All of this looks extremely promising but then around the half-hour point, Pedro Almodovar seems to lose it. With the introduction of the tiger-costumed Zeca (Roberto Alamo) on the run from a jewel robbery gone wrong and the complicated back story involving his mother, Antonio Banderas’s maid (Marisa Paredes), and Zeca’s affair with Banderas’s late wife, whom he mistakes Vera for, this seems to be Pedro Almodovar making a beeline for classic territory – all wacky characters and the giddy complications of their intersecting lives. At this point, The Skin I Live In feels like a piece of perfectly sustained mood that takes a turn in tone that leaves you scratching your head and wondering where it is going. Equally, the flashback to the party where Antonio Banderas brings spaced-out daughter Blanca Suerez out of the asylum and with Jan Cornet trying to seduce her feels like classic Almodovar courting taboo again by playing out a quasi-rape scenario as comedy.

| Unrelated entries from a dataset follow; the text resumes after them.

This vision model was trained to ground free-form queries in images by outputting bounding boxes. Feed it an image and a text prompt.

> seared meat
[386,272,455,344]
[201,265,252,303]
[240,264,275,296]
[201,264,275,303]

Just when The Skin I Live In feels like Pedro Almodovar has lost his way, he pulls it all together in an astonishing mid-film twist of expectation that would make an M. Night Shyamalan green with envy. [PLOT SPOILERS]. This comes at the point when Almodovar reveals the identity of Vera as none other than Norma’s would-be rapist Vicente who has been abducted by Antonio Banderas and forced to undergo gender reassignment surgery. It puts the entire film into a spin. It is like an Eyes Without a Face twisted in a way that makes you suddenly question issues of gender – the earlier scenes show Elena Anaya’s body with eroticised fascination, she is exquisitely dressed and Almodovar parades her beauty off for us, the male part of the audience, to react to. The subsequent post-surgery scenes where we see Elena Anaya naked and her and Antonio Banderas having sex have an uneasiness for male audiences where you are unable to quite reconcile the image of beauty you were reacting to earlier with what you know Vera to be on the inside. That sense of unease is surely a piece of genius manipulation. (Although the nitpicker in me kept wondering – does Almodovar truly think that gender reassignment consists of merely swapping the sex organs, whereas in reality transsexuals need daily doses of hormones to maintain the characteristics of a female body?). However, the sense of control and manipulation that comes as the film works towards its unveiling twists and doomed finale is superbly conducted. It feels like Pedro Almodovar successfully having revisited his roots but bringing with him the polished class of a filmmaker operating at the top of his game.